Capítulo 3
1378palavras
2022-12-29 00:56
O boneco de pelúcia
1
O convite de Charlote
O primeiro dia de aula havia sido o pior possível, com toda aquela zoeira, risos e o Allan leso como sempre esnobando a minha presença durante toda a aula. Mas ali estava eu, na esquina da rua da escola, esperando por ele, avexada. Quando ele me viu ficou nervoso, olhou para os lados, pensou em fugir, mas não teve jeito, ele me conhecia. Chegou de mansinho e foi logo falando:
— Oi Charlote, como estás? Fazia tempo que não nos encontrávamos assim, de frente, não é?
Eu o olhei apressada e fui logo dizendo:
— Oxê, como estou? É sério que você se preocupa? Se realmente fosse assim, teria me dito onde raios se enfiou durante todo esse tempo.
— Ah Charlote, não comece… – ele balançou a cabeça inconformado e deu passos largos para frente, mas parou, suspirou e voltou atrás. – Tu sabes como a minha família é, né? Eles decidiram tudo em cima da hora e tivemos que sair feito loucos, não deu tempo de avisar a ninguém.
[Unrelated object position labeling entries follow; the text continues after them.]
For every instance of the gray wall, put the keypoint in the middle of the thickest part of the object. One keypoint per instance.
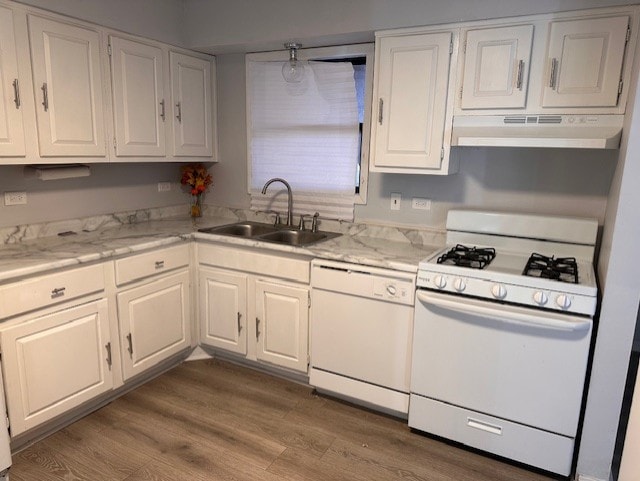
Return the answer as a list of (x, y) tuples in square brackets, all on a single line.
[(223, 26), (157, 19)]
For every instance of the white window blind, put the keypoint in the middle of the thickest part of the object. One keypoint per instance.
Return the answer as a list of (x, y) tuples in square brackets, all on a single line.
[(306, 133)]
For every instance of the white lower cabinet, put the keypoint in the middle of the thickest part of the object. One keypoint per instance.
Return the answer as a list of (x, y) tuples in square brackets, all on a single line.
[(55, 362), (255, 304), (154, 313)]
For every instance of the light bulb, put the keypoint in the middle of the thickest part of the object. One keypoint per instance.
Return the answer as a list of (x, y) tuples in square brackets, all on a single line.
[(292, 70)]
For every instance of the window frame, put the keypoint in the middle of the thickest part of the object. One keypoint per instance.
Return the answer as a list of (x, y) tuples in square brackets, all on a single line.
[(325, 53)]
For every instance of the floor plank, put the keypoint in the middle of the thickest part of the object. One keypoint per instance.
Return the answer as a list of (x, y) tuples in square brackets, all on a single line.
[(213, 420)]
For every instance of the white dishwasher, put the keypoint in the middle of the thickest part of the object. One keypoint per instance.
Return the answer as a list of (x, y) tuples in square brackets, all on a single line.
[(361, 333)]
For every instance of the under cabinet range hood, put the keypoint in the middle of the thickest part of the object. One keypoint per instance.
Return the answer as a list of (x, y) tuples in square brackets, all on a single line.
[(556, 131)]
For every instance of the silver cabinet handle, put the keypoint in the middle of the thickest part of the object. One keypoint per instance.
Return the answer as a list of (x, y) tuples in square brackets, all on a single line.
[(520, 74), (108, 347), (45, 96), (57, 292), (16, 93), (554, 73)]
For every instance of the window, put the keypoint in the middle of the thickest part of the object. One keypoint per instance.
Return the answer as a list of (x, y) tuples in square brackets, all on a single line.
[(314, 134)]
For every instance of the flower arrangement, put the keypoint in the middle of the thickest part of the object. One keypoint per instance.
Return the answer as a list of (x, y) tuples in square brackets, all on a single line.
[(197, 179)]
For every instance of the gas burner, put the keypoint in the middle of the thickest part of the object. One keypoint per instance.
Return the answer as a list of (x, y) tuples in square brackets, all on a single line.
[(468, 256), (564, 269)]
— Sei! – Faço cara de que não ligo muito, mas só eu sei o quanto me importo. Resolvi então mudar de prosa:
— Mas me diga, anda de chamego com a Emília agora é boy?
— Então! – Ele coçou o nariz. – Não tenho nada com ela, tu sabes que são os boys que caem de amores por Emília – ele parou na minha frente, retirou a mochila das costas e me mostrou um pequeno presente. – Pegue, trouxe para tu, visse.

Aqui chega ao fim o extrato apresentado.